William G. Eckhardt is a lawyer, a professor of law at the University of Missouri–Kansas City, and formerly a military officer, where his most notable case was the prosecution of Captain Ernest Medina, for the My Lai Massacre.

Professor Eckhardt received his B.A., with honors from the University of Mississippi in 1963 where he was a member of the Sigma Chi fraternity. Professor Eckhardt went on to receive his LL.B., also with honors, from the University of Virginia in 1966. In addition, he earned an LL.M. Equivalent with honors from The Judge Advocate General’s School in 1970. He is a graduate of the United States Army War College, where he later served on the faculty and held the Dwight D. Eisenhower Chair of National Security.

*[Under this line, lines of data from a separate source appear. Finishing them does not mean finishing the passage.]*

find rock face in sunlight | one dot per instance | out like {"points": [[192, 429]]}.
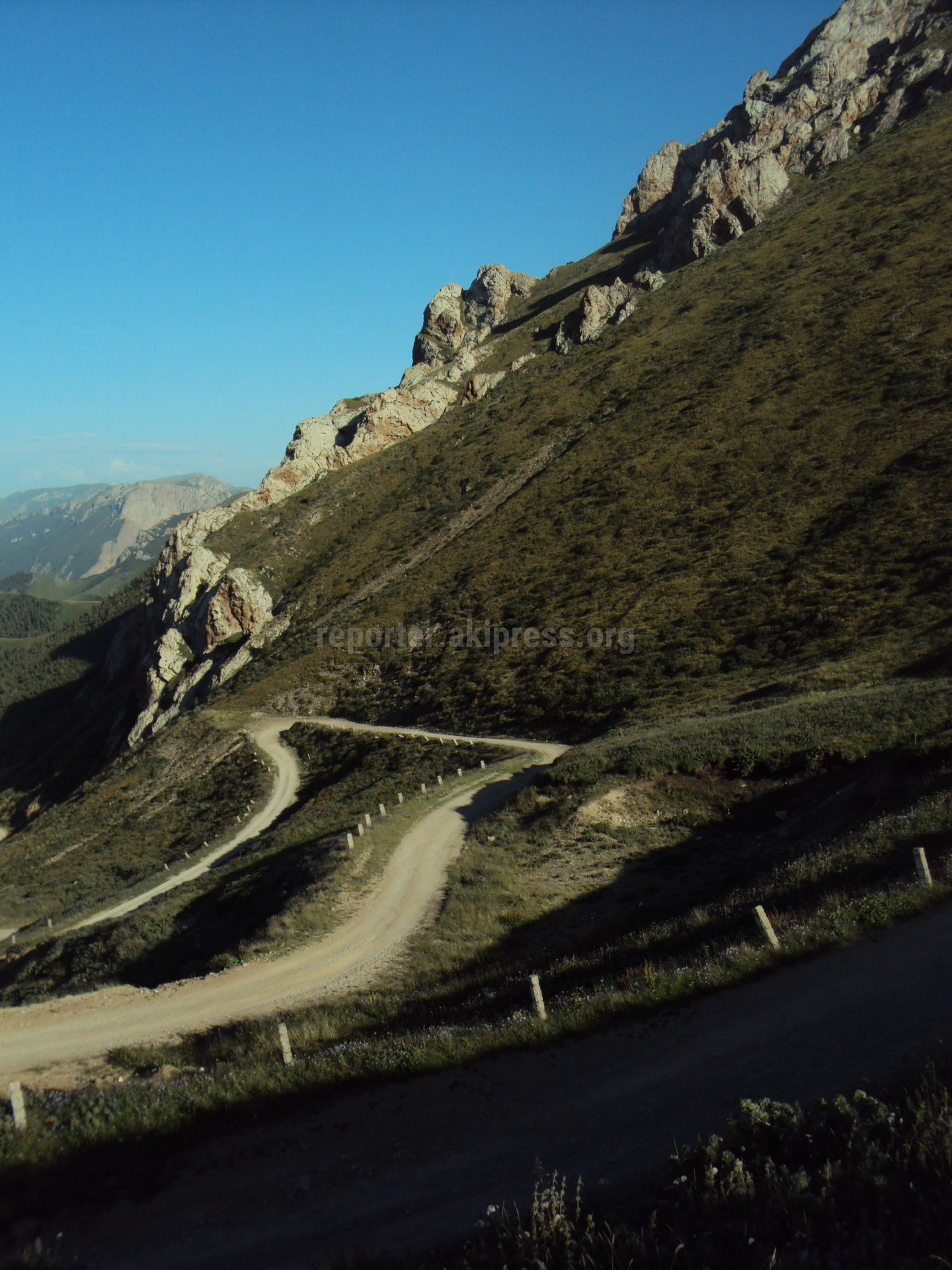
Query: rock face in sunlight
{"points": [[205, 619], [856, 74], [859, 73]]}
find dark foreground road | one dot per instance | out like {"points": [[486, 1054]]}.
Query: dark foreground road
{"points": [[391, 1167]]}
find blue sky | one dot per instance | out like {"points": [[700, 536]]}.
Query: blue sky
{"points": [[218, 219]]}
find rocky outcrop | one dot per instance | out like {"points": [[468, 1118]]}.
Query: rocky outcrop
{"points": [[487, 299], [855, 75], [442, 328], [480, 385], [600, 306], [206, 619]]}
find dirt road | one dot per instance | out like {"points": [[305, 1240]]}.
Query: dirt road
{"points": [[70, 1032], [386, 1167], [288, 773]]}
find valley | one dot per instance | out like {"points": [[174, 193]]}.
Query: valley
{"points": [[622, 619]]}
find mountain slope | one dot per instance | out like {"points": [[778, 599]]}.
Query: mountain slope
{"points": [[713, 386], [74, 535]]}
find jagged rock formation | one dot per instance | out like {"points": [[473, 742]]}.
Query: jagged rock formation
{"points": [[855, 75], [205, 619], [600, 306]]}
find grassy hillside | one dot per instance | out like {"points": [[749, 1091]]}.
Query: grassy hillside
{"points": [[752, 476], [750, 479]]}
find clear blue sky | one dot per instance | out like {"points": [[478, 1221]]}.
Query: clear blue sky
{"points": [[220, 218]]}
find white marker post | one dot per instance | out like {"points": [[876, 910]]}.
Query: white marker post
{"points": [[537, 997], [767, 927], [285, 1046], [922, 867], [17, 1105]]}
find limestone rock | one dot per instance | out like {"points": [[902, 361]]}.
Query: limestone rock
{"points": [[649, 278], [480, 385], [863, 64], [522, 361], [172, 656], [487, 298], [600, 305], [442, 327], [238, 606], [655, 183]]}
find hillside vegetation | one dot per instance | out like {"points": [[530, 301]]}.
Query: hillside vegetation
{"points": [[752, 476]]}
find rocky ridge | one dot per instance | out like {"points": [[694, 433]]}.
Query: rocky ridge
{"points": [[205, 619], [88, 531], [857, 74], [853, 77]]}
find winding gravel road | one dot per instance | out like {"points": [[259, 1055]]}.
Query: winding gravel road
{"points": [[67, 1033]]}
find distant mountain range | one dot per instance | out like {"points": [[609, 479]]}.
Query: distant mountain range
{"points": [[81, 534]]}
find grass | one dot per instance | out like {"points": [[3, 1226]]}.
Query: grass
{"points": [[462, 988], [853, 1181], [752, 476], [291, 884]]}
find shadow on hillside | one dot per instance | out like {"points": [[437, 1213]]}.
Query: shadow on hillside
{"points": [[662, 888], [245, 901], [59, 738], [637, 255]]}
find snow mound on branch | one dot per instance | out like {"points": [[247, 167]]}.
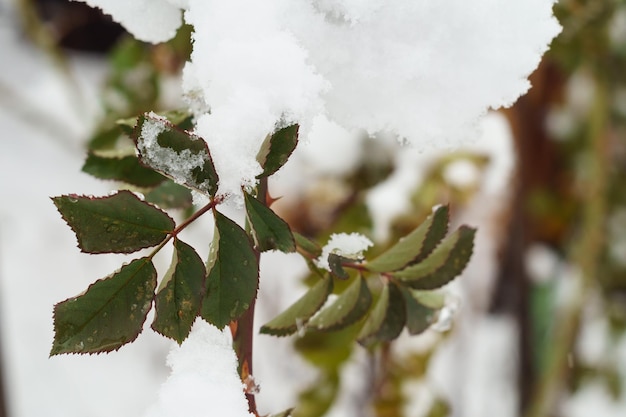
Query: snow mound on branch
{"points": [[423, 70], [204, 379]]}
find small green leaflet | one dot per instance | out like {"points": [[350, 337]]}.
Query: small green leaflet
{"points": [[233, 277], [126, 169], [307, 245], [109, 314], [296, 316], [387, 319], [444, 264], [419, 317], [170, 195], [269, 231], [347, 309], [120, 223], [176, 153], [414, 246], [179, 299], [276, 150]]}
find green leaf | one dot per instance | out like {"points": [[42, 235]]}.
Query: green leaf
{"points": [[176, 153], [120, 223], [418, 316], [233, 273], [269, 231], [109, 314], [178, 302], [414, 246], [276, 149], [387, 319], [444, 264], [299, 312], [336, 262], [307, 245], [170, 195], [126, 169], [347, 309]]}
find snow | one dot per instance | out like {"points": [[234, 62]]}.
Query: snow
{"points": [[424, 71], [204, 377], [148, 20], [349, 245]]}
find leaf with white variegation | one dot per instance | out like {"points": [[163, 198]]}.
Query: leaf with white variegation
{"points": [[233, 276], [109, 314], [179, 299], [120, 223], [297, 315]]}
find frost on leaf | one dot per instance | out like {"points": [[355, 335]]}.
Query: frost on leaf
{"points": [[109, 314], [176, 153], [120, 223], [179, 299], [233, 276]]}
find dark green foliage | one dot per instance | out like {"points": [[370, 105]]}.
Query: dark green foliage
{"points": [[120, 223], [173, 149], [445, 263], [346, 310], [178, 301], [415, 246], [269, 231], [297, 315], [276, 150], [233, 273], [126, 169], [109, 314], [386, 319]]}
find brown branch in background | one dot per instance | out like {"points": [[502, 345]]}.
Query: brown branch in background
{"points": [[538, 170]]}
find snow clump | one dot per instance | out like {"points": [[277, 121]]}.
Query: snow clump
{"points": [[423, 70], [347, 245], [204, 379]]}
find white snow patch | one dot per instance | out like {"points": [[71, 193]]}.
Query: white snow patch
{"points": [[350, 245], [204, 379]]}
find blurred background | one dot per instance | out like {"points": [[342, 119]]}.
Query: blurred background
{"points": [[535, 325]]}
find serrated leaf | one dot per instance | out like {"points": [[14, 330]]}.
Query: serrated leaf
{"points": [[269, 231], [276, 149], [109, 314], [233, 274], [176, 153], [126, 169], [419, 317], [179, 300], [444, 264], [387, 319], [415, 246], [120, 223], [307, 245], [298, 313], [170, 195], [346, 310]]}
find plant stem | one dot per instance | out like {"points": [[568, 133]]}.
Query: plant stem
{"points": [[588, 251], [243, 330]]}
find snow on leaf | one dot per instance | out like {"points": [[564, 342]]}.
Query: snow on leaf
{"points": [[178, 301], [120, 223], [176, 153], [109, 314], [296, 315], [233, 276]]}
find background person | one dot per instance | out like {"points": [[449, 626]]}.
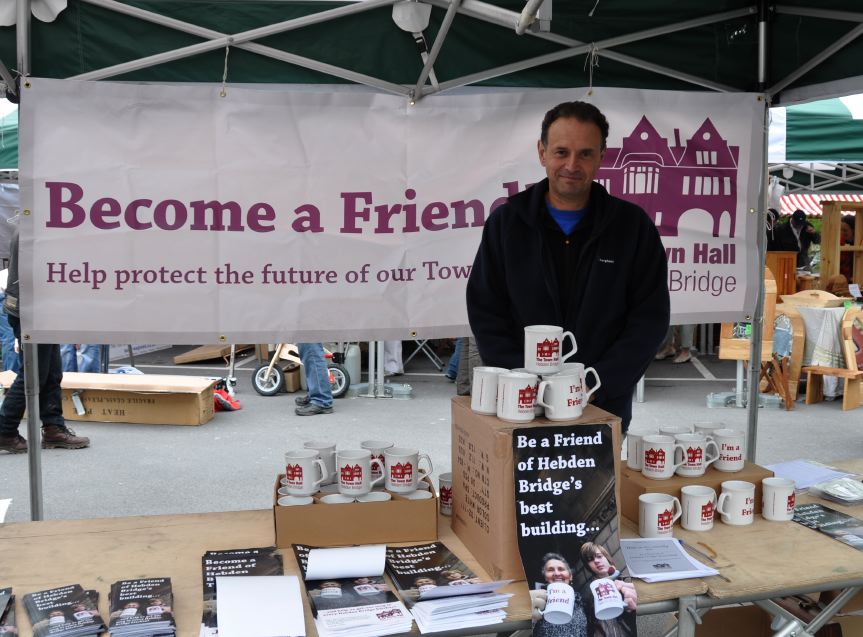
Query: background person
{"points": [[565, 252]]}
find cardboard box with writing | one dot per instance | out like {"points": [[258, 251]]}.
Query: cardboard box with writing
{"points": [[633, 484], [483, 488], [318, 524]]}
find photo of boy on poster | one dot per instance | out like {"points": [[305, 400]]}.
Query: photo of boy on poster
{"points": [[567, 526]]}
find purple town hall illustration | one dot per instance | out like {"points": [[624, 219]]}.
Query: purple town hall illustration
{"points": [[671, 180]]}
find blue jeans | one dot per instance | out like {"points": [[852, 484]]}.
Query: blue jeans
{"points": [[452, 367], [11, 358], [90, 358], [317, 376]]}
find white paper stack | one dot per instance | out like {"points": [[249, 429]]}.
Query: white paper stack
{"points": [[470, 611], [661, 560]]}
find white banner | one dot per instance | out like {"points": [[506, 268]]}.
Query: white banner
{"points": [[169, 214]]}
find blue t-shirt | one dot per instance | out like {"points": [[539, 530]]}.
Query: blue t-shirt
{"points": [[566, 219]]}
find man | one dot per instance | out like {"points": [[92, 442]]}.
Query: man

Professor Eckhardt completed 30 years of service and retired as Colonel in the Army Judge Advocate General's Corps. His significant positions included: Chief Prosecutor in the My Lai Cases (receiving the Federal Bar Association - Federal Younger Lawyer Award for his professional efforts), Personnel Affairs Branch Chief in the Army’s Litigation Division, General Counsel to units in California and Germany, the Army’s Chief Appellate Defender and Legal Advisor to Wartime Theater Commander. His varying teaching duties included being an adjunct professor at the University of California at Berkeley.

On June 3, 2006 Eckhardt conducted an interview with the Kansas City Star where he was asked whether he saw parallels between My Lai, and the alleged massacre at Haditha, and the treatment of the detainees in the Guantanamo Bay detainment camps.